Example 14: In Vivo Efficacy in Rat Collagen-Induced Arthritis
(129) Rat collagen-induced arthritis is an experimental model of polyarthritis that has been widely used for preclinical testing of numerous anti-arthritic agents. Following administration of collagen, this model establishes a measurable polyarticular inflammation, marked cartilage destruction in association with pannus formation and mild to moderate bone resorption and periosteal bone proliferation. In this model, collagen was administered to female Lewis strain of rats on Day 1 and 7 of study and dosed with compounds from Day 11 to Day 17. Test compounds were evaluated to assess the potential to inhibit the inflammation (including paw swelling), cartilage destruction and bone resorption in arthritic rats, using a model in which the treatment is administered after the disease has been established.

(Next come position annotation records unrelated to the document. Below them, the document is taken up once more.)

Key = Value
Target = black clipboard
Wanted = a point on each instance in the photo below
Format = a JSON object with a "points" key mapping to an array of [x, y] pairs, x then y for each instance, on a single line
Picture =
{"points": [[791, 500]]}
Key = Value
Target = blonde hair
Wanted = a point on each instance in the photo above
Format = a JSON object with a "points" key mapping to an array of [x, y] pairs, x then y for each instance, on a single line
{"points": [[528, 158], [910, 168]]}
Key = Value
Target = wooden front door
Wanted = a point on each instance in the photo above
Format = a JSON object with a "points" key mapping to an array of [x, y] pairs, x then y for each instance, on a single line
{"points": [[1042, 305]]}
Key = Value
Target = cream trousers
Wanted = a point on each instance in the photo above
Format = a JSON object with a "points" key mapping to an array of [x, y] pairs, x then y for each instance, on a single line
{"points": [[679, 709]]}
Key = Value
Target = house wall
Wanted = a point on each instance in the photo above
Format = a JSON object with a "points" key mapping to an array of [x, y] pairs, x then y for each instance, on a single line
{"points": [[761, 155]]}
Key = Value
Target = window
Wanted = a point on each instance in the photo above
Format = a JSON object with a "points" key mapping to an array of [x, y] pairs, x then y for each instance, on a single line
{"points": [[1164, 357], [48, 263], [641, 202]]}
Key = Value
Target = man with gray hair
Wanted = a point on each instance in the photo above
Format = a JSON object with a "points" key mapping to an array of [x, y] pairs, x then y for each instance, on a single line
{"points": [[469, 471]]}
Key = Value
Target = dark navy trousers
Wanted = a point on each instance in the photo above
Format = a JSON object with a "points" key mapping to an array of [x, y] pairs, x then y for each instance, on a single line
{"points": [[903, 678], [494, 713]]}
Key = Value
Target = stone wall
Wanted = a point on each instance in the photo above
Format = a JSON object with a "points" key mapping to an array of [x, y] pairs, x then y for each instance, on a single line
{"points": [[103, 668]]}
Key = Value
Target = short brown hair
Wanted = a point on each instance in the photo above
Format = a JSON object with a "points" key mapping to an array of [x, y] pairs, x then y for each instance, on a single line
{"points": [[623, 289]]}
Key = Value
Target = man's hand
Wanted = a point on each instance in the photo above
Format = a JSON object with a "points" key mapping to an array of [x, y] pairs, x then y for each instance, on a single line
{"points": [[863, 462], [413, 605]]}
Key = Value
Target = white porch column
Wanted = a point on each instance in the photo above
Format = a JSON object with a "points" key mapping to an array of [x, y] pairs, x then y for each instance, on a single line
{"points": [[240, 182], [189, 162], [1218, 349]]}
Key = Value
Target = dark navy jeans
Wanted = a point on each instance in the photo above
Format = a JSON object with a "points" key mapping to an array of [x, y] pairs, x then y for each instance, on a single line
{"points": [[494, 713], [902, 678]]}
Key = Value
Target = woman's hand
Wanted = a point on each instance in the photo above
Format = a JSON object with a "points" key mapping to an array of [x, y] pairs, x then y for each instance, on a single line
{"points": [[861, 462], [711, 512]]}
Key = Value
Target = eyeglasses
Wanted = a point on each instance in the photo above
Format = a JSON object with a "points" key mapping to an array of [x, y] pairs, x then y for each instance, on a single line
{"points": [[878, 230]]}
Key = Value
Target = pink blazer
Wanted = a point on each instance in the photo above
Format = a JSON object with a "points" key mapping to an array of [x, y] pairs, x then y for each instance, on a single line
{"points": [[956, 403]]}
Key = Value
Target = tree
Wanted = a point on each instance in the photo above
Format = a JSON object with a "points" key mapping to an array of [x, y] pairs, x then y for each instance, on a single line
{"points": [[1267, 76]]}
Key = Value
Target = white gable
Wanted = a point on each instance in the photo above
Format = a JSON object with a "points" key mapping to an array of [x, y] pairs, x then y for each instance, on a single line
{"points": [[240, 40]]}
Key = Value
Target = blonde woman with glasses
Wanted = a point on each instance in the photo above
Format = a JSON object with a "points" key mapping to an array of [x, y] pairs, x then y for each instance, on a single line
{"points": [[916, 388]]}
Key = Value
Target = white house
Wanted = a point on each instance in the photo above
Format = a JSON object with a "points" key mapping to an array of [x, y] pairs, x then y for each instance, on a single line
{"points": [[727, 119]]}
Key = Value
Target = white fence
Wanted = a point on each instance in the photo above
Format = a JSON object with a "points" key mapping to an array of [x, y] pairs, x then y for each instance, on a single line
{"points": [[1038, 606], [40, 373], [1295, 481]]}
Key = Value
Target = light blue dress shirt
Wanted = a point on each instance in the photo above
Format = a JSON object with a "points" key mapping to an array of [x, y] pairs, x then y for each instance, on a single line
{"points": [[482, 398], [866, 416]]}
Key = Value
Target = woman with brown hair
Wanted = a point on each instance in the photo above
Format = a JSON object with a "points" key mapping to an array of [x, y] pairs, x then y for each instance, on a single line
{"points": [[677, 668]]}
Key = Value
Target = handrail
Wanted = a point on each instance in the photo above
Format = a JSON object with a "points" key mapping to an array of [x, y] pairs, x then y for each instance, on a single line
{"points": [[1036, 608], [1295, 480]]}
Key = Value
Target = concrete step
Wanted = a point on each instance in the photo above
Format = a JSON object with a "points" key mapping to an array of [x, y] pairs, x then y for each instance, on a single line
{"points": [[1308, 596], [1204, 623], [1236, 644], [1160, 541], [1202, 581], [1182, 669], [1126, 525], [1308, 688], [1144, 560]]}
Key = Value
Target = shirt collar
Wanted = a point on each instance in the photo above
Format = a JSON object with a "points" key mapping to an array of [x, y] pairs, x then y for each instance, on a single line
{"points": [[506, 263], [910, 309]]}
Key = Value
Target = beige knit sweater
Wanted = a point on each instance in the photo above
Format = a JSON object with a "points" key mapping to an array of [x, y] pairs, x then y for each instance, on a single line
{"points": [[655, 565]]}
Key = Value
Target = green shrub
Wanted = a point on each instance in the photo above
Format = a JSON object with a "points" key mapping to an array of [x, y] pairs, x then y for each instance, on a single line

Example 15: In Vivo Efficacy in Experimental Autoimmune Encephalomyelitis (EAE) Model of MS
(130) Experimental autoimmune encephalomyelitis (EAE) is a T-cell-mediated autoimmune disease of the CNS which shares many clinical and histopathological features with human multiple sclerosis (MS). EAE is the most commonly used animal model of MS. T cells of both Th1 and Th17 lineage have been shown to induce EAE. Cytokines IL-23, IL-6 and IL-17, which are either critical for Th1 and Th17 differentiation or produced by these T cells, play a critical and non-redundant role in EAE development. Therefore, drugs targeting production of these cytokines are likely to have therapeutic potential in treatment of MS.
(131) Compounds of Formula I were administered to EAE mice to assess anti-inflammatory activity. In this model, EAE is induced by MOG.sub.35-55/CFA immunization and pertussis toxin injection in female C57Bl/6 mice.
Example 16: Ex Vivo Effects on T Cell Function from Splenocyte and Lymphocyte Cultures Stimulated with External MOG Stimulation
(132) Mice were immunized with MOG/CFA and simultaneously treated with the compound for 11 days on a b.i.d regimen. Inguinal Lymph node and spleen were harvested, cultures were set up for lymphocytes and splenocytes and stimulated with external antigen (MOG) for 72 hours. Supernatants from these cultures were analyzed for TH1, Th2 and Th17 cytokines using a Cytometric Bead Array assay.
(133) Other embodiments of the present disclosure will be apparent to those skilled in the art from consideration of the specification and practice of the present disclosure disclosed herein. It is intended that the specification and examples be considered as exemplary only, with a true scope and spirit of the present disclosure being indicated by the following claims.